J’ajoute que j’ai toujours infiniment apprécié le jeu élégant de Jean-Claude Brialy, qui m’a fait un temps l’honneur de sa sympathie, que j’ai mêmement trouvé que Michel Auclair avait un grand talent qui n’a pas été assez reconnu et que la présence de Pierre Dudan (autre fieffé réactionnaire !), compositeur international à succès (Clopin-clopant) qui faisait de temps en temps des piges pour le cinéma m’intéressait. Quant aux dames, si je n’ai pas pour Marie-Josée Nat une folle admiration, je la supporte sans difficulté ; et je me souviens de longue date que mon seul bon souvenir de Un roi à New York, l’œuvrette idiote de l’histrion Charlot, était la présence de la ravissante Dawn Addams.

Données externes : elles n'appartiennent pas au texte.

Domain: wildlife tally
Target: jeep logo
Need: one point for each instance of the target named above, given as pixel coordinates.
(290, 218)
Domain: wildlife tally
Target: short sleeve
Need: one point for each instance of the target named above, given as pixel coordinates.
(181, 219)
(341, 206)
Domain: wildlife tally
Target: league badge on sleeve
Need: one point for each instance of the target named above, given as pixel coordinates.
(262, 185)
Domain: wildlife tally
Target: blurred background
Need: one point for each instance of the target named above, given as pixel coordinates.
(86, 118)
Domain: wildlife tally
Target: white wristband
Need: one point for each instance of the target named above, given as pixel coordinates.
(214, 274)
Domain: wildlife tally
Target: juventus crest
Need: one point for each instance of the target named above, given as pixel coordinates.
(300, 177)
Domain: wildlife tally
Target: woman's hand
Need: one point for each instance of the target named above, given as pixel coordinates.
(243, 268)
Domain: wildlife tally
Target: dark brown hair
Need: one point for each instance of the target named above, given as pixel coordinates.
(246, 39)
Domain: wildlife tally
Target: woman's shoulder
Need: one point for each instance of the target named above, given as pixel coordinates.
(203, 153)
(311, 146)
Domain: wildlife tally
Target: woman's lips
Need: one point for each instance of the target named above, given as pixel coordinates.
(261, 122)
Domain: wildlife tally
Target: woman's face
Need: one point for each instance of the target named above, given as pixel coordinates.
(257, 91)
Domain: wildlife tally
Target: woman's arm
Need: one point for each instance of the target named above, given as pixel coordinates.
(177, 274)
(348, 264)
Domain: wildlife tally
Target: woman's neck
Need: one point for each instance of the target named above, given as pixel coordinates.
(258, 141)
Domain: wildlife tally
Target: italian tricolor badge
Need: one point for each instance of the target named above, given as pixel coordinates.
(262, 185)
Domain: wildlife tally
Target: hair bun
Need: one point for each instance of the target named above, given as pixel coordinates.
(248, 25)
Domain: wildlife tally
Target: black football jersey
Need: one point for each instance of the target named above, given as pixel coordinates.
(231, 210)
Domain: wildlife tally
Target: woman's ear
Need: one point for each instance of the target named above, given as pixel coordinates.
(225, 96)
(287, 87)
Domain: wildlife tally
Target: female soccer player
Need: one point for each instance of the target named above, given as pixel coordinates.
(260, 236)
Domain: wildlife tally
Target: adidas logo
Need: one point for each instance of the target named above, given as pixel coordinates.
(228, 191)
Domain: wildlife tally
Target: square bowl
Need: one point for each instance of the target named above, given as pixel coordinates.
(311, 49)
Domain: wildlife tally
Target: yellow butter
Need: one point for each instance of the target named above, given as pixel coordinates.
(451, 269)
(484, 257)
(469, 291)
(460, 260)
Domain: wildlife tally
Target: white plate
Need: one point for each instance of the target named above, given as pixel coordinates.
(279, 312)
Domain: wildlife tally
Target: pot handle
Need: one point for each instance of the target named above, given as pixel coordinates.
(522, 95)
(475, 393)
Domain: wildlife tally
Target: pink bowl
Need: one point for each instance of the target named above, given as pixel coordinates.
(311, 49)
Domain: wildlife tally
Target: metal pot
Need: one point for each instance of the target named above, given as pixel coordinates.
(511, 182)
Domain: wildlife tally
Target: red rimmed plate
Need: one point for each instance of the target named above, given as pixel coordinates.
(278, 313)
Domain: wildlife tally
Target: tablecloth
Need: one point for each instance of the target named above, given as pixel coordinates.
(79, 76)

Reste dans ce long préambule (qui sera suivi de développements plus minces, qu’on se rassure !) à dire un mot du réalisateur, Alexandre Astruc. Finalement, en y réfléchissant, je n’avais vu de lui jusqu’alors, mais il y a des lunes et des lunes, que Le rideau cramoisi et, plus tard, Une vie ; mais aussi, il y a peu, une sèche dramatique télévisée, Le puits et le pendule d’après Edgar Poe. J’ai rencontré Astruc, j’ai eu beaucoup d’intérêt à recueillir ses points de vue, souvent décapants. Demi-juif, anarchiste de droite, ami de Jean-Paul Sartre, fasciné par les mathématiques et les merveilles du langage, nostalgique de notre héritage monarchique, jamais, et en rien soumis à une doxa, à une règle, à une école. Voilà un homme qui, ainsi présenté, n’est pas déplaisant, n’est-ce pas ?

Eh bien, tout cela qui devrait marcher ne marche pas du tout et donne un film languissant, poussif, haché, à qui les acteurs ne semblent pas croire une seule seconde. Intermittences du cœur, jeux de l’amour et du hasard, fascinations improbables pour quelqu’un qui ne peut être atteint, billevesées des amours de tête et des illusions qu’une certaine disposition des éléments peut faire un moment envisager, tout y est. Mais tout est décalé, bizarrement agencé de sorte que les personnages sont en perpétuel décalage avec ce qu’ils sont censés représenter.

Dans un premier temps, je me disais que la faute en étaient les erreurs de distribution ; et qu’en tout cas Jean-Claude Brialy ne pouvait en aucune façon incarner ce jeune homme pudique, effarouché, enthousiaste et assez niais (et même particulièrement sot), parce que l’acteur porte en lui tout à fait l’inverse. Et en y réfléchissant davantage je me dis que c’est sans doute le rythme trop paresseux, et le trop grand souci d’Alexandre Astruc de construire une épure, un impeccable compendium d’images intelligentes qui porte l’échec du film. Il y a dans L’éducation sentimentale des plans-séquences d’anthologie, des qualités indéniables pour filmer de fausses histoires d’amour de gens qui se racontent n’importe quoi. Et puis on en reste là : on s’ennuie passablement et on se dit que, dans le genre, Astruc aurait mieux fait d’aller choisir chez Françoise Sagan ce qu’il n’a pas pu vraiment trouver chez Gustave Flaubert. Elle, au moins, était une sacrée romancière.